I've been using the book just as a reference while working on a project, so I'm not sure I completely understand all intricacies and shortcuts in the code. (For example, I know a cell centered grid has an extra column and row to avoid issues when checking neighboring indices.)

However, it seems to me that the matrix building code, and the matrix application code isn't "symmetric". The code for my fluid grid is sized exactly at the requested dimensions (no extra padding), so my situation might be different, but I've been able to correct some of my artifacts by messing with this code.
https://github.com/doyubkim/fluid-engine-dev/blob/main/src/jet/grid_single_phase_pressure_solver2.cpp#L42-L47

I feel like it's likely I'm misunderstanding this code, but it seems incorrect to only check:

  1. if the current cell is a fluid
  2. if the right cell is a boundary
  3. if the right cell is a fluid

Because the matrix is symmetric, it seems like it would be necessary to also check the same conditions for the left cell, and increment/decrement the row center/right values respectively. Is my understanding here incorrect? It seems that otherwise it's inevitable that you'd end up with skewed velocity values in whichever direction you're checking (in this case right to left.)

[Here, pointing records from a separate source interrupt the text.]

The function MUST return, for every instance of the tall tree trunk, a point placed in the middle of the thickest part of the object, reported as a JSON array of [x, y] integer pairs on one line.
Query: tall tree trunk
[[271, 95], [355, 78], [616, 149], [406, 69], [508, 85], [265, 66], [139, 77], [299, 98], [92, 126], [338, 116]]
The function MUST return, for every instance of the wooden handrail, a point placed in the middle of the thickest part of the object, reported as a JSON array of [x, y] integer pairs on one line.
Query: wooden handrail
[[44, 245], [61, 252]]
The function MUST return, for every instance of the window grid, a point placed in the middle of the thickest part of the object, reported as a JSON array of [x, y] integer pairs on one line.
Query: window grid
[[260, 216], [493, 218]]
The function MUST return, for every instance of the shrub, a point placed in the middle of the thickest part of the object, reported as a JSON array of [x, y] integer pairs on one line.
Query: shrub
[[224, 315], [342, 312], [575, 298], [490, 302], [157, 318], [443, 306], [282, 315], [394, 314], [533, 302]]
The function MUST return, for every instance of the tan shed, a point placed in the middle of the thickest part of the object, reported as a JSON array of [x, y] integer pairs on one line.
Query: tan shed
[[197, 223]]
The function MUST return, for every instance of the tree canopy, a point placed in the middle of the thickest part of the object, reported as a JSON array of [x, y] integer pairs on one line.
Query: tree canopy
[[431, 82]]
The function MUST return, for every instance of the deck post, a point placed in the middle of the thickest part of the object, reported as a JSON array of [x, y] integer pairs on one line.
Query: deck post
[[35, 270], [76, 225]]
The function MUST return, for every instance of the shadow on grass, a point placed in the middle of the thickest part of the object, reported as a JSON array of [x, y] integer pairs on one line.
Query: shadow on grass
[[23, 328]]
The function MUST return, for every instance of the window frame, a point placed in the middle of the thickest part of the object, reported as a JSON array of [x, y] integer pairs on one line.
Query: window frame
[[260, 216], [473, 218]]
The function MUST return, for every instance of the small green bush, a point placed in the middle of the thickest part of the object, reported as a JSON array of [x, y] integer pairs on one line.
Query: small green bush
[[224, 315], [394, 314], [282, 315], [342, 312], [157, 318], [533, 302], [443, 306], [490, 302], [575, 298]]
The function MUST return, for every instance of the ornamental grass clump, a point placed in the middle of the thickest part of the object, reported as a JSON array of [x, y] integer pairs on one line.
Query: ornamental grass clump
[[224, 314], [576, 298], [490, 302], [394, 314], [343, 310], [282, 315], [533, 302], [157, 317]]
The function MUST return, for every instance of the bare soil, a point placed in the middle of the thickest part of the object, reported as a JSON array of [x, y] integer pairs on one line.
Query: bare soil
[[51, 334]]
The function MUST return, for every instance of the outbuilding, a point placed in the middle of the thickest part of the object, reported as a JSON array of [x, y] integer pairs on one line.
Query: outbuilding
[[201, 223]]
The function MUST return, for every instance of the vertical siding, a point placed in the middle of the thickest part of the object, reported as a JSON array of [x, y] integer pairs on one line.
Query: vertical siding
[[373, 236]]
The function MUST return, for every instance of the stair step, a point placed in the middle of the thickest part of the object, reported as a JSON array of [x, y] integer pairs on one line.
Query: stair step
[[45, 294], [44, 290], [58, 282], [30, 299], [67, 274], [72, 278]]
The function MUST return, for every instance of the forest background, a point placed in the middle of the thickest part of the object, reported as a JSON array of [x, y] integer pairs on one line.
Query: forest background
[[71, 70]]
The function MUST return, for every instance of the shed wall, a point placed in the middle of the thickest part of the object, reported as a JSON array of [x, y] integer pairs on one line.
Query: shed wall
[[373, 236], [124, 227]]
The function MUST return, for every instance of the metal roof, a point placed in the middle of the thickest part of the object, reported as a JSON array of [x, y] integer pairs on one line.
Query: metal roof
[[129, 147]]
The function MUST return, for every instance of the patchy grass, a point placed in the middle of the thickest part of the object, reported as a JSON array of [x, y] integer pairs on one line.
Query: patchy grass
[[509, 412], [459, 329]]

Similarly when applying the pressure to the velocity of the grid, the pressure is only resolved considering the current cell pressure, and the left cell pressure. And in doing this, the left most column of the grid is left completely unaffected.
https://github.com/doyubkim/fluid-engine-dev/blob/main/src/jet/grid_single_phase_pressure_solver2.cpp#L368-L377

I understand it's common practice to have a 1 cell boundary around the edge of your grid to help with these types of things, but it seems like it was still adding some very slight velocity artifacts to my code.

I'm interested to hear if my understanding of this is wrong, and if the code linked is actually a logically correct shortcut to resolving all adjacent pressures.

commented

Also, if this is true, I expect the fractional pressure solving code has a similar issue. But because this issue only occurs at the left and bottom boundaries, and the fractional pressure solver subdivides each cell, I think the issue is just significantly less pronounced.

Hello! Thanks for the question. About the matrix, it is actually building the upper triangle (+diagonal) part of the matrix only, since we know it is symmetric.